Now, if you’re asking me to name the pros of traditional LTCI, I’d say it’s analogous to “buying term and investing the rest.” There is no cash value, but an extreme amount of leverage: it’s the least expensive way to purchase the most amount of pure protection. Traditional LTCI is also worth considering in a rising interest rate environment to guard against “opportunity cost” risk. And of course, anyone who values partnership protection must choose qualified LTCI.
Q: What do you think about short-term care insurance products?

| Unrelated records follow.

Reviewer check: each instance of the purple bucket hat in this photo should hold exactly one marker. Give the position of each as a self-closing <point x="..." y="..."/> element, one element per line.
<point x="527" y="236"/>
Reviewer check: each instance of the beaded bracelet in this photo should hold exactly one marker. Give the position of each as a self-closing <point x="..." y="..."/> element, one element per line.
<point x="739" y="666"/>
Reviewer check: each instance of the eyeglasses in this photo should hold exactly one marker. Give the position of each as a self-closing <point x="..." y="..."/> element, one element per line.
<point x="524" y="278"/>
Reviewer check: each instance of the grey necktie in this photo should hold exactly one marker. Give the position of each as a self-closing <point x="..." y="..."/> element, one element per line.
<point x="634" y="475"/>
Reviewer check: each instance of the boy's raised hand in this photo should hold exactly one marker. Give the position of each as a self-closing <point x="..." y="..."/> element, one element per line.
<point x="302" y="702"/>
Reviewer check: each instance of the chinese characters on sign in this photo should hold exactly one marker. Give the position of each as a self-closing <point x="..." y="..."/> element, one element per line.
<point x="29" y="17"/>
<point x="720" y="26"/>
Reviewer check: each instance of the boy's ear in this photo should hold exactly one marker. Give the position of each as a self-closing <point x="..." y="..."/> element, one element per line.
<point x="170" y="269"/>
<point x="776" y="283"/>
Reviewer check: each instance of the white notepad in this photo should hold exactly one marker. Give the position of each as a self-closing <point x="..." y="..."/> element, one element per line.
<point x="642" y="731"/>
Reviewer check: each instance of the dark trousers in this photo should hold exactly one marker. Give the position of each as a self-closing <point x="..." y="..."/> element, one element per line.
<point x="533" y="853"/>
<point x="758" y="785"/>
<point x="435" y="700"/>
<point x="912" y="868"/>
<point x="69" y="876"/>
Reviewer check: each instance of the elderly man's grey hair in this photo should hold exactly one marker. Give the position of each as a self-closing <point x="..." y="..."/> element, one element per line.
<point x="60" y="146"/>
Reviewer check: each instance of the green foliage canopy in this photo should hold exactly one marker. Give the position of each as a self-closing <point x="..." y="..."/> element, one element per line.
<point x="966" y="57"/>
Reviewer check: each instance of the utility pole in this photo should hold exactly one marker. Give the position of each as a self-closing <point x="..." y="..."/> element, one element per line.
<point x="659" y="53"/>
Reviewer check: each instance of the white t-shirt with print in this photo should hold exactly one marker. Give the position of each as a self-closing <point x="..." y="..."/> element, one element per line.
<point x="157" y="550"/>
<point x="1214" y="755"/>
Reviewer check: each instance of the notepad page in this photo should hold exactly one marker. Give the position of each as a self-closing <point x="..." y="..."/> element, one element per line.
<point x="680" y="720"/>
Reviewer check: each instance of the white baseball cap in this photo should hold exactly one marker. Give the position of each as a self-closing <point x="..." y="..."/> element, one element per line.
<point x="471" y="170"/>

SF: I’ve been singing the praises of STC for years! Not only does the product address the twin objections of affordability and accessibility (i.e. the challenging underwriting associated with LTCI), but these products have an extremely rate-stable history. Stats show about half of claims will be contained within the period of short-term care (365 days or less), and even if the amounts don’t seem catastrophic to some, it’s important to remember the ancillary benefits insurance provides at claim time. Families who receive care coordination at a time of crisis have much greater peace of mind than those who must wade into the unknown without a helping hand.
Q: Do you see any kind of new or expanded role for critical illness insurance, hospital indemnity and other supplemental health insurance products in LTC planning?
SF: The products that seem to have the greatest likelihood of creating permanent shelf space for themselves in LTC planning are those in the critical illness group. The latest survey I read showed nearly 60 carriers in this market, covering 3 million lives. (By comparison, the LTCI market covers about 8 million in-force lives.) It’s primarily been a worksite or employee benefit product up until now, but within the last few years there’s been a major push to re-frame it as an alternative to LTCI, especially for impaired-risk clients who cannot qualify for traditional LTCI.
The rationale behind using CI or CHAS (cancer, heart attack and stroke) products as alternatives to LTCI goes like this: Benefits are triggered by a dozen or more “dread diseases,” but upon closer inspection we find that many of these are the same ones suffered by the majority of our LTCI claimants. (For instance, cancer accounts for over half of all CI claims.) There may also be fewer restrictions on how one’s benefits can be spent (often a lump sum), and none of the training requirements producers associate with traditional LTCI.